Stopping a Docker Container on COS

Published in

Google Cloud - Community

7 min readFeb 26, 2023

Consider starting a Compute Engine instance that we wish to use to run a Docker container. Both the Google Cloud console and the gcloud commands provide nice wrappers to achieve that for us. We can specify a repository image and, on Compute Engine startup, the image in the repository is retrieved and launched on our behalf. Now imagine a corresponding request to shutdown the Compute Engine. What we find is that the Docker subsystem is terminated as part of the shutdown process but … and this is the key item … the individual containers running on the machine are not gracefully terminated. Instead, they have their legs cut out from under them. They have had no opportunity to quiesce themselves which could be problematic. With no graceful shutdown, the containers can’t clean up. No connections shut down, no files purged before closing, no transactions completed … nothing.

What we ideally want to happen is that the containers are cleanly stopped before the machine terminates. Looking at the normal way to stop a container within a Docker environment, we run:

docker stop CONTAINER_NAME

What this command does is send a SIGTERM signal to the main process (PID 1) in the container informing it that it should stop. The container hosted process can then trap the signal, perform a clean shutdown and, when the process ends, the docker stop command completes and the remaining system shutdown commands continue. With this notion in mind, we can evolve our thinking as to how to run this command at Compute Engine instance shutdown time. A first thought was to create a Compute Engine shutdown script that would run the command. Sadly, that doesn’t work. By experimentation, we found that by the time the shutdown script is executed, the docker subsystem has already been terminated and it is too late to shutdown the container cleanly.

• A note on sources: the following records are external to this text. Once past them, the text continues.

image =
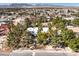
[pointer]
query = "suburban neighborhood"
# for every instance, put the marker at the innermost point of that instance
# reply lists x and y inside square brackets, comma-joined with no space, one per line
[39,30]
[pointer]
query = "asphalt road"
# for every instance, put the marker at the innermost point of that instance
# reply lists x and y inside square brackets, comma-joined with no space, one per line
[38,54]
[35,53]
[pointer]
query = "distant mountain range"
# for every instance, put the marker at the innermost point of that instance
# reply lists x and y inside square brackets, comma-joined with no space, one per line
[30,5]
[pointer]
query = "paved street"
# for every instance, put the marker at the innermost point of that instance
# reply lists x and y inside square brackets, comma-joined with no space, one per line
[39,53]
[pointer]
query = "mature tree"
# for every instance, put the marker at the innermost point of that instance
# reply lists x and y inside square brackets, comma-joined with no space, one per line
[41,37]
[67,35]
[75,22]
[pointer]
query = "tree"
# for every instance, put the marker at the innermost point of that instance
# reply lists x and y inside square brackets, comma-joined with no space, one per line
[41,37]
[58,23]
[67,35]
[74,44]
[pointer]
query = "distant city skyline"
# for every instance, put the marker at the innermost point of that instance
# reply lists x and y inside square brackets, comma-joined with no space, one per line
[60,4]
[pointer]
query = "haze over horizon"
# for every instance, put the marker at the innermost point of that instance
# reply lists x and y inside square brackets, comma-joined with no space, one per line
[59,4]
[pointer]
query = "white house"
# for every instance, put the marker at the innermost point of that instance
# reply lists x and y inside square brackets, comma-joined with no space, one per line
[34,30]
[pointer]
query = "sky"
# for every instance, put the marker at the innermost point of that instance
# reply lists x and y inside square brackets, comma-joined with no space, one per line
[61,4]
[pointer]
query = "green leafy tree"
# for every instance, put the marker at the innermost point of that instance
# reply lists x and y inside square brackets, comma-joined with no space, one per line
[75,22]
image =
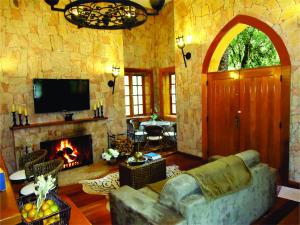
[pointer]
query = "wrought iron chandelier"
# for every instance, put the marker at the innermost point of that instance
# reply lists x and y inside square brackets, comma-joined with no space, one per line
[106,14]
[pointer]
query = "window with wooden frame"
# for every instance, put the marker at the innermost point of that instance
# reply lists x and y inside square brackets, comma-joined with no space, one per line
[172,81]
[167,92]
[138,85]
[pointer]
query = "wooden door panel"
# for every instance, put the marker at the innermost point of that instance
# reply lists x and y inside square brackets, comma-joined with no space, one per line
[223,103]
[260,91]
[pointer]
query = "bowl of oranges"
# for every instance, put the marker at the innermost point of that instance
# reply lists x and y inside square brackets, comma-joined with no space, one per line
[52,211]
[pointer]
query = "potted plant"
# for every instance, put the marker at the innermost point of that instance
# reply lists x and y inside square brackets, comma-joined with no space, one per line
[110,155]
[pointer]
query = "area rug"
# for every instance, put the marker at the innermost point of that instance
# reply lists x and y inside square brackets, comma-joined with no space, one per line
[104,185]
[73,176]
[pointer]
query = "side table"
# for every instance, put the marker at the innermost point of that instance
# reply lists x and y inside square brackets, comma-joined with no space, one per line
[140,175]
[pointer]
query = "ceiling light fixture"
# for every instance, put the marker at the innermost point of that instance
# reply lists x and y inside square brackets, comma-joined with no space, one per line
[106,14]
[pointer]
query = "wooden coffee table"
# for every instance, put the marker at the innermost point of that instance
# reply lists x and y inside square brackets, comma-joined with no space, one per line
[147,173]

Fortunately, a solution is available. By careful study of this documentation article, we found the presence of the cloud-init subsystem and a recipe to use it to achieve our goal. Before delving into the actual solution, let’s take a few moments to discuss the concepts.

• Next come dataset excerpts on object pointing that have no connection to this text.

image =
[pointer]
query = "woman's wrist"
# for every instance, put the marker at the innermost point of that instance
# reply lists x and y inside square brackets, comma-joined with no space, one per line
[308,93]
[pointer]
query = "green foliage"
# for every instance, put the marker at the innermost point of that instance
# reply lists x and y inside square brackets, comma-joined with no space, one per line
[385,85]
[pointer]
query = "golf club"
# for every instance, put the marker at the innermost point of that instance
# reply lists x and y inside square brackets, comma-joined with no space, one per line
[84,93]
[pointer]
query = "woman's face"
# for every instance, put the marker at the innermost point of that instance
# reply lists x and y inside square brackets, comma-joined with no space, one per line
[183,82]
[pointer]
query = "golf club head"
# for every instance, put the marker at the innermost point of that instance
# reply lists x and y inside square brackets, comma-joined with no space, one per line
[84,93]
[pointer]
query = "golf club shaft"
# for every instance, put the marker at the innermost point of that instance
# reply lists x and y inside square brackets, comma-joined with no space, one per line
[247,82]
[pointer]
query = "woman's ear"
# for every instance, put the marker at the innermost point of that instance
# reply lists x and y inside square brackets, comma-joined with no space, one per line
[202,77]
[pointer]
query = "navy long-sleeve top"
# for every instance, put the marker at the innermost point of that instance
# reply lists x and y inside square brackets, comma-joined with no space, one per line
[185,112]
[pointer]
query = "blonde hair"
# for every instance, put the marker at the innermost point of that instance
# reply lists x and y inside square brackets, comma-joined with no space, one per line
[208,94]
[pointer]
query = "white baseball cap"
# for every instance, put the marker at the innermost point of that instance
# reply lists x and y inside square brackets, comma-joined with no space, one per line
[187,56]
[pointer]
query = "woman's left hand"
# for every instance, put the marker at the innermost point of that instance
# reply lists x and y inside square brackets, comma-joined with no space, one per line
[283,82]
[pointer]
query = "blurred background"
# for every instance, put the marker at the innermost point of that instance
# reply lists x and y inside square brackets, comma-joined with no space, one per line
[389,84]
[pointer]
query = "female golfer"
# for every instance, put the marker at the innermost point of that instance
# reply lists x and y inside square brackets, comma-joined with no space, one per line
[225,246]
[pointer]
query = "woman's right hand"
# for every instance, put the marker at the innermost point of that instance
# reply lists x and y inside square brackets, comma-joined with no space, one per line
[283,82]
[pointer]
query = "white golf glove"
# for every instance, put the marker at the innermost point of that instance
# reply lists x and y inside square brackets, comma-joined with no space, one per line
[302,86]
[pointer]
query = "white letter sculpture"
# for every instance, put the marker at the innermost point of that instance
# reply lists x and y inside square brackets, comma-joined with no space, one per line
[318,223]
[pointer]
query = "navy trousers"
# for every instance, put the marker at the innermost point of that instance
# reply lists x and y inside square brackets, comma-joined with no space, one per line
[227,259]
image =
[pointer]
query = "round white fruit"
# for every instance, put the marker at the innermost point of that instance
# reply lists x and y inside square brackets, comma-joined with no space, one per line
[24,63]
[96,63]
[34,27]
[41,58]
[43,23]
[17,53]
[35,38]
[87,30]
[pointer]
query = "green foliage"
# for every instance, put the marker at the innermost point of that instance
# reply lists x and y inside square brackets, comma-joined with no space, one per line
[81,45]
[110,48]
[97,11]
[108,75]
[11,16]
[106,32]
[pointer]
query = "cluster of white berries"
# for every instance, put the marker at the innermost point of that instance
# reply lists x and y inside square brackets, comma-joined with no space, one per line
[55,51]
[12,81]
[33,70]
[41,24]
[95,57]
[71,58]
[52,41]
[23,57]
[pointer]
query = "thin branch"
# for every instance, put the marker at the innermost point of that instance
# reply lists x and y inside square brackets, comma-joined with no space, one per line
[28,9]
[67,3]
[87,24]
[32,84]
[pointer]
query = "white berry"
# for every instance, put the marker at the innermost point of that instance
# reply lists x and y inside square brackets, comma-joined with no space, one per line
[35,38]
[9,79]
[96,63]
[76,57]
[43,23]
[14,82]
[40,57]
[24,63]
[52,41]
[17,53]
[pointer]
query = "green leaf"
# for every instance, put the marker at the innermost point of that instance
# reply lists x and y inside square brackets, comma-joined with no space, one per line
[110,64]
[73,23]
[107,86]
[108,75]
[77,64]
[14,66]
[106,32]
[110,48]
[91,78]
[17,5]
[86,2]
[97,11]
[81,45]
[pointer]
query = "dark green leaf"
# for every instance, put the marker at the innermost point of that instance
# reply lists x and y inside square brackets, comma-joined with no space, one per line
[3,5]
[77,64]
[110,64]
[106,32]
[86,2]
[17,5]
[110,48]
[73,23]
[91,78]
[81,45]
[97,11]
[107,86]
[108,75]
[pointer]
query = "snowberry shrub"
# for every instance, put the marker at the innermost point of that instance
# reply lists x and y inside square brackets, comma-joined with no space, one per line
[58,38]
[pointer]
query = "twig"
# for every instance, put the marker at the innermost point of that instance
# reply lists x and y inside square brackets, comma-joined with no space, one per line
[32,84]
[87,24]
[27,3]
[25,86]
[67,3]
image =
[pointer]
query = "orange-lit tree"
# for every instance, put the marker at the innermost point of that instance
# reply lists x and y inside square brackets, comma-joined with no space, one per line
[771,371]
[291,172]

A subsystem called cloud-init has been developed and is available as open source. Its purpose is to perform cloud VM initialization. Think of it as owning the steps to configure a newly created VM started in a cloud environment. This technology has been used by a variety of cloud vendors including Google. The cloud-init subsystem is present in the COS OS which is the machine image we will use to host docker that will run our container. The way cloud-init works is to read configuration data to gather its instructions on what to do. When we configure a Compute Engine instance, we can explicitly set a metadata variable called user-data to be text data that is an instance of cloud-init configuration. What this means is that when the Compute Engine instance boots, cloud-init will run and retrieve configuration data from the user-data metadata. It will then interpret that configuration passed in and perform the corresponding tasks. The configuration of cloud-init has a rich set of commands but we need only concern ourselves with a subset:

users — Create a local user definition
write_files — Create/write a new file on the local file system
runcmd — Run a command

Rather than keep you in suspense, here is the cloud-init data that we are going to use:

#cloud-config

users:
- name: cloudservice
  uid: 2000

write_files:
- path: /etc/systemd/system/docker.service.d/override.conf
  permissions: 0644
  owner: root
  content: |
    [Service]
    ExecStop=/usr/bin/docker stop mycloudservice
- path: /etc/systemd/system/cloudservice.service
  permissions: 0644
  owner: root
  content: |
    [Unit]
    Description=Start a simple docker container
    Wants=gcr-online.target
    After=gcr-online.target

    [Service]
    Environment="HOME=/home/cloudservice"
    ExecStartPre=/usr/bin/docker-credential-gcr configure-docker --registries us-central1-docker.pkg.dev
    ExecStart=/usr/bin/docker run --rm --pull=always --user 2000 --name=mycloudservice us-central1-docker.pkg.dev/test1-305123/docker-shutdown/java-shutdown
    ExecStop=/usr/bin/docker stop mycloudservice
    ExecStopPost=/usr/bin/docker rm mycloudservice

runcmd:
- systemctl daemon-reload
- systemctl start cloudservice.service

We will now explain it and hopefully you will find it makes sense and is actually not as scary as it may first appear. The first section is called users.

users:
- name: cloudservice
  uid: 2000

This causes a new userid to be created within the Compute Engine. The userid will be called “cloudservice” and will be given the UID value of 2000.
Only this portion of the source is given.